Problem

You need one or two JSON endpoints alongside your pages (a "current visitor count" widget, a small webhook receiver, a status probe for monitoring). A plugin and a router library are both more machinery than the case warrants.

Recipe

The same _ext.php hook that Build a Module's Theme Integration chapter uses for its Router can serve one endpoint inline, with no plugin and no router library. Put the dispatch logic directly in the file:

// themes/<your-theme>/_ext.php

declare(strict_types=1);

$path = parse_url($_SERVER['REQUEST_URI'] ?? '/', PHP_URL_PATH) ?? '/';

if ($path === '/api/heartbeat') {
    header('Content-Type: application/json');
    echo json_encode([
        'ok'   => true,
        'time' => date(DATE_ATOM),
    ], JSON_THROW_ON_ERROR);
    return;
}

$site = new \Scriptor\Boot\Frontend\Site(
    \Scriptor\Boot\App::container(),
    $config,
    dirname(__DIR__, 2),
);
$site->execute();

Three pieces:

  • The path check runs before any Scriptor code. $path is the raw URL path; for the few endpoints this recipe targets, an equality test or a str_starts_with is enough.
  • The return exits the include scope, which Scriptor's public/index.php treats as "the theme handled the request, do not run template.php". The same contract every _ext.php uses.
  • The fall-through to Site::execute() is the default request-handling path that runs for every URL the endpoint block did not claim.

That is the whole endpoint.

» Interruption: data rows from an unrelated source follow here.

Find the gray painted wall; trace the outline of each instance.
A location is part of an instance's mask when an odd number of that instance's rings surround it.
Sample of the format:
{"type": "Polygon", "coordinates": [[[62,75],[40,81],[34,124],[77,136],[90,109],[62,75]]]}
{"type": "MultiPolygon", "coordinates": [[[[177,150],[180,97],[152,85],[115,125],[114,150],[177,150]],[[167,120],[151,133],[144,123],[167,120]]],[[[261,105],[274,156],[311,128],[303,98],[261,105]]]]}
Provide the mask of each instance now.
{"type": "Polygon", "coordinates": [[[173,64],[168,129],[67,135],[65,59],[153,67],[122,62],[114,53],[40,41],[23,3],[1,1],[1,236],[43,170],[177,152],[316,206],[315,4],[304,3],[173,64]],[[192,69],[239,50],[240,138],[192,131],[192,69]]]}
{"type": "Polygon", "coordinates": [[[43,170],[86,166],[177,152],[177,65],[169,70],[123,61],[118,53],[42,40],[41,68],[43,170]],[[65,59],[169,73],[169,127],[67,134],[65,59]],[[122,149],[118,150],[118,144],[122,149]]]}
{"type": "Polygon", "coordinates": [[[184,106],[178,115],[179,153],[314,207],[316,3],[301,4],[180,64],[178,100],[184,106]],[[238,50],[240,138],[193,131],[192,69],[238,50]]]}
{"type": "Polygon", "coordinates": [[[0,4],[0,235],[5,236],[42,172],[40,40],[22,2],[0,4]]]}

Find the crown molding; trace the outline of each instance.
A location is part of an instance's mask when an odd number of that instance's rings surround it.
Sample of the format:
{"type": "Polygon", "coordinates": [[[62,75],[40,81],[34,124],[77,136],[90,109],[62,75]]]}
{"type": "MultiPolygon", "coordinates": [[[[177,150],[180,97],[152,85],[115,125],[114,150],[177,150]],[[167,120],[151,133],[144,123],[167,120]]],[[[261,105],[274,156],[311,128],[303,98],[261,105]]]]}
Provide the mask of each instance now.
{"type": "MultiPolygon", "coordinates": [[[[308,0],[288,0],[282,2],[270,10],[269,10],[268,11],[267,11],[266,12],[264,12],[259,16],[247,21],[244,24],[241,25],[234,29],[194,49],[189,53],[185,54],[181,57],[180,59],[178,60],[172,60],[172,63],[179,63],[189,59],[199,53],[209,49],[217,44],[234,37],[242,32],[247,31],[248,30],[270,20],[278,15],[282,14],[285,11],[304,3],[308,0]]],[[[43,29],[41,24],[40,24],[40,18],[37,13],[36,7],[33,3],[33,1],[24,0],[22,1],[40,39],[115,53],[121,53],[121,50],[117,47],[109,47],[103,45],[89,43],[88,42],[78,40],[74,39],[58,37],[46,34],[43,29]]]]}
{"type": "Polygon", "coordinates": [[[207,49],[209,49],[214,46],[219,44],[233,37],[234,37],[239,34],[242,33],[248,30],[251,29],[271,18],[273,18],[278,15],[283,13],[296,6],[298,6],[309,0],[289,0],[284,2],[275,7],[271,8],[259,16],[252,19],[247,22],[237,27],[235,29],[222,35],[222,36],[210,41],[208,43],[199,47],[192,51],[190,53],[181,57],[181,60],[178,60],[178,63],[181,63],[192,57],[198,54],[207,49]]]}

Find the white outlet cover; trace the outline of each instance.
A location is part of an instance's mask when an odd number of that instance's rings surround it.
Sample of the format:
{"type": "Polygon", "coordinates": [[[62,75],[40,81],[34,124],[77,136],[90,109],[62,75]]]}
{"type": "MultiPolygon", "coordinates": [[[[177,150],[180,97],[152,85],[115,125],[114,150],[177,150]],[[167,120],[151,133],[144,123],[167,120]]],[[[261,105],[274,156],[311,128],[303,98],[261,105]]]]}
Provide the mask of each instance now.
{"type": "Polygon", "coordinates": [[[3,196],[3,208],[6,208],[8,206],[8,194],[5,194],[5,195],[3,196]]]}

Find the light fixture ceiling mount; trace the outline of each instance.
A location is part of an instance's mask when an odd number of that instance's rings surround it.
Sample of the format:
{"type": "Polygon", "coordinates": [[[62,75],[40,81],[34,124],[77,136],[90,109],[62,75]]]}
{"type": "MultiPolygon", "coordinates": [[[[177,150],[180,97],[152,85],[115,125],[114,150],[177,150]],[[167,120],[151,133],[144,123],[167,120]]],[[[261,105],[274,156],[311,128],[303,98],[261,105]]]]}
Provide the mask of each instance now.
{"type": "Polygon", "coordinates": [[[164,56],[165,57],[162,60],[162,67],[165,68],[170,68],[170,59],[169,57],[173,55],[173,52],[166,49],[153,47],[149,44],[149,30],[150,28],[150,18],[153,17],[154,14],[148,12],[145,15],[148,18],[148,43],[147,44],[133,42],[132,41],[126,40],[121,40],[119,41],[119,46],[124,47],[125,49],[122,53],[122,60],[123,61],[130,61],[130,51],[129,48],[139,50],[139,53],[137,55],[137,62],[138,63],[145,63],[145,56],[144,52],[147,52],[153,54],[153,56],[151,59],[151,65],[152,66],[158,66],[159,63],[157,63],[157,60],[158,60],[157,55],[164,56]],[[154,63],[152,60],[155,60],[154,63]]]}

The request never reaches Scriptor's page resolver, so no PageResolving listener fires, no PageRepository lookup runs, no template renders.

Variants

POST body parsing

if ($path === '/webhook/stripe' && ($_SERVER['REQUEST_METHOD'] ?? 'GET') === 'POST') {
    $body    = file_get_contents('php://input') ?: '';
    $payload = json_decode($body, associative: true, flags: JSON_THROW_ON_ERROR);

    // ... verify signature, persist, etc.

    http_response_code(204);
    return;
}

Two or three endpoints with a small dispatch

$payload = match (true) {
    $path === '/api/heartbeat'           => ['ok' => true, 'time' => date(DATE_ATOM)],
    $path === '/api/build'               => ['commit' => trim((string) @file_get_contents(__DIR__ . '/../../.commit'))],
    str_starts_with($path, '/webhook/')  => handleWebhook($path, (string) file_get_contents('php://input')),
    default                              => null,
};

if ($payload !== null) {
    header('Content-Type: application/json');
    echo json_encode($payload, JSON_THROW_ON_ERROR);
    return;
}

Past three or four endpoints, the match arms turn into a small switch that nobody enjoys reading. That is the cue to switch to either the hand-written router from Build a Module or the FastRoute-wrap recipe, depending on how many routes you expect.